Problems fall into two broad categories. The muscles can become too weak, meaning they can’t adequately support your organs or maintain continence. This often shows up as leaking urine when you cough or exercise, a feeling of heaviness in the pelvis, or difficulty controlling gas. The other category is less well known but equally common: the muscles can become too tight. An overactive pelvic floor occurs when the muscles fail to relax when they should. Symptoms include pelvic pain, urinary urgency or frequency, constipation, and painful sex. Some people also experience difficulty fully emptying their bladder or bowel.
Interestingly, weakness can sometimes cause tightness. When pelvic floor muscles are weak, they may compensate by staying partially contracted, creating a cycle where the muscles are both tense and unable to generate real strength.
Why Pregnancy and Menopause Matter
Pregnancy puts direct strain on the pelvic floor because the muscles bear the increasing weight of the baby for months. Hormonal changes during pregnancy also reduce the elasticity of these muscles, making them less resilient. Vaginal delivery, especially assisted births involving forceps or vacuum, and tears that extend to the anal sphincter, can cause additional damage that may not fully resolve on its own.
Menopause brings a second wave of change. Hormonal shifts reduce both the volume and strength of pelvic floor muscles. This is one reason urinary incontinence becomes more common in midlife and beyond, even in women who had uncomplicated pregnancies or never gave birth.
Strengthening Exercises and When They Backfire
Pelvic floor muscle training, commonly known as Kegels, is the most widely recommended approach for weakness-related problems. U.K. clinical guidelines recommend supervised training for at least three months for stress urinary incontinence, and at least four months for pelvic organ prolapse or fecal incontinence. The emphasis on “supervised” matters: having at least one check-in with a physiotherapist during the program and another at the end improves outcomes, because many people unknowingly use the wrong technique.

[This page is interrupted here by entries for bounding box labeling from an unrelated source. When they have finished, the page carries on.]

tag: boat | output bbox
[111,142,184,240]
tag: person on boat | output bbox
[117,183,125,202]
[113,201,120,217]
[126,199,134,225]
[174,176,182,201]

Here’s the important part that most people miss: Kegels are not always the right answer. If your symptoms stem from pelvic floor muscles that are already too tight, doing repetitive contractions can make things worse. Conditions like pelvic pain, urinary urgency, painful periods, and constipation often involve muscles that are shortened or unable to relax. In these cases, the focus should be on releasing and lengthening, not squeezing harder.
If you’ve been doing Kegels consistently and your symptoms haven’t improved, or they’ve gotten worse, that’s a strong signal that your technique may be off or that tightening isn’t what your pelvic floor needs. A pelvic floor physiotherapist can assess whether your muscles are too weak, too tight, or some combination of both, and tailor a program accordingly. This assessment typically involves a conversation about your symptoms, ruling out other conditions, and sometimes a physical examination of muscle tone and control.
Everyday Signs Your Pelvic Floor Needs Attention
Because pelvic floor problems develop gradually, many people normalize symptoms they don’t have to live with. Leaking a small amount of urine when you jump, run, or sneeze is common, but it isn’t inevitable. Needing to urinate more than eight times a day, feeling like you can’t fully empty your bladder, straining during bowel movements, or experiencing a dull ache in your pelvis are all signals worth investigating.
Pain during sex is another frequently overlooked symptom. Both men and women can experience sexual dysfunction related to pelvic floor tension, including difficulty with arousal, orgasm, or erection. These symptoms respond well to targeted treatment once the underlying muscle issue is identified.